Économie circulaire : indicateurs et reporting pour les entreprises
Déchets par destination, valorisation, contenu recyclé : les indicateurs de circularité et comment les construire à partir des bordereaux.

L'économie circulaire entre dans le reporting avec des indicateurs précis : combien de déchets tu produis, où ils finissent, combien de matière tu récupères ou réemploies. Pour les entreprises italiennes, la base documentaire existe déjà : FIR et registres des déchets contiennent la grande partie des données requises. Le travail, c'est de les transformer en indicateurs.

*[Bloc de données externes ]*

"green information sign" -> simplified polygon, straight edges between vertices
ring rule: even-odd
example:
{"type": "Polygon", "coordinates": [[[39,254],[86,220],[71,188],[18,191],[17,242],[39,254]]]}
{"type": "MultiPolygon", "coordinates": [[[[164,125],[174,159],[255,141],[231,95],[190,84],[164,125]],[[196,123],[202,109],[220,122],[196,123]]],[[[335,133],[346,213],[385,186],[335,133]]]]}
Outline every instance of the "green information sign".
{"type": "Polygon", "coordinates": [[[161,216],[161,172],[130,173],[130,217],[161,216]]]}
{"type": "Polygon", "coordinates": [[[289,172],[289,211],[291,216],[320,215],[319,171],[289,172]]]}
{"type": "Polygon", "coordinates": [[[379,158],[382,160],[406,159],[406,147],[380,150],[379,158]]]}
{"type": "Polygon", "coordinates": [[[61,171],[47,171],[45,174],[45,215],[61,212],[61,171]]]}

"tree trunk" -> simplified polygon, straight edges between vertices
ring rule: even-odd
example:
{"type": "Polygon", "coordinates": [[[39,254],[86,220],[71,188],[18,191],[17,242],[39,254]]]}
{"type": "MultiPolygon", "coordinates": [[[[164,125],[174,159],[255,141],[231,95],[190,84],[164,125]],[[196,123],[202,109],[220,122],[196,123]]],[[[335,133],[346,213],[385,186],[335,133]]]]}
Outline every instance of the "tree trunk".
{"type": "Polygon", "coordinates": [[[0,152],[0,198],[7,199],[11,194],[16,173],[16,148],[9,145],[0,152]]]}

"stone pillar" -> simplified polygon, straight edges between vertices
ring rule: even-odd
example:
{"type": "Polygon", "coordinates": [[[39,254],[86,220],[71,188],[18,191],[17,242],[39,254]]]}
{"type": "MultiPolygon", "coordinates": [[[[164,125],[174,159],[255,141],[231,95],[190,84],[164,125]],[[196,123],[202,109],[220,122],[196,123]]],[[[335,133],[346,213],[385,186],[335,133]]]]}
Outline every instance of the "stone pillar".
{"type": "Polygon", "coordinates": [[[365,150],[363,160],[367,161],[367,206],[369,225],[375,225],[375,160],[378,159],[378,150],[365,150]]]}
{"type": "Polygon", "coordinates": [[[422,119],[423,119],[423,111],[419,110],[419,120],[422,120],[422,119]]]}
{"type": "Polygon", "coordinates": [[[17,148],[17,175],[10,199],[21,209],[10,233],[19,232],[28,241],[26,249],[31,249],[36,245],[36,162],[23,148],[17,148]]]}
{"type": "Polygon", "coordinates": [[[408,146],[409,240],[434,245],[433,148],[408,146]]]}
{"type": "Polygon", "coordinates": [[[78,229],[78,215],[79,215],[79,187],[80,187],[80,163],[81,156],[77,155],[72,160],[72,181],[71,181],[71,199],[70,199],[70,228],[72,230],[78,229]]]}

Les indicateurs qui comptent
Le noyau pour une PME : déchets totaux par typologie (dangereux et non, par code EER), destination (valorisation contre élimination, avec le pourcentage acheminé vers la valorisation), intensité (déchets par unité de produit ou de chiffre d'affaires) et, là où c'est pertinent, contenu recyclé des intrants. Le VSME exige les premiers de façon structurée dans le module Base.
Des FIR aux indicateurs
Chaque FIR contient le code EER, la quantité, le transporteur et la destination : c'est l'unité élémentaire du reporting des déchets. Le problème, c'est le volume : des dizaines ou des centaines de formulaires par an, à rapprocher des registres. Sur Envify, les FIR se chargent tels quels : l'AI extrait les champs, signale les doublons et agrège les indicateurs par site et par période.
Pourquoi c'est avantageux au-delà du rapport
Les indicateurs de circularité font ressortir des coûts cachés : éliminations classables comme valorisation, rebuts réductibles en amont, matériaux réemployables. Plusieurs entreprises découvrent dans le premier rapport que le poste déchets cache la marge d'économie la plus rapide après l'énergie.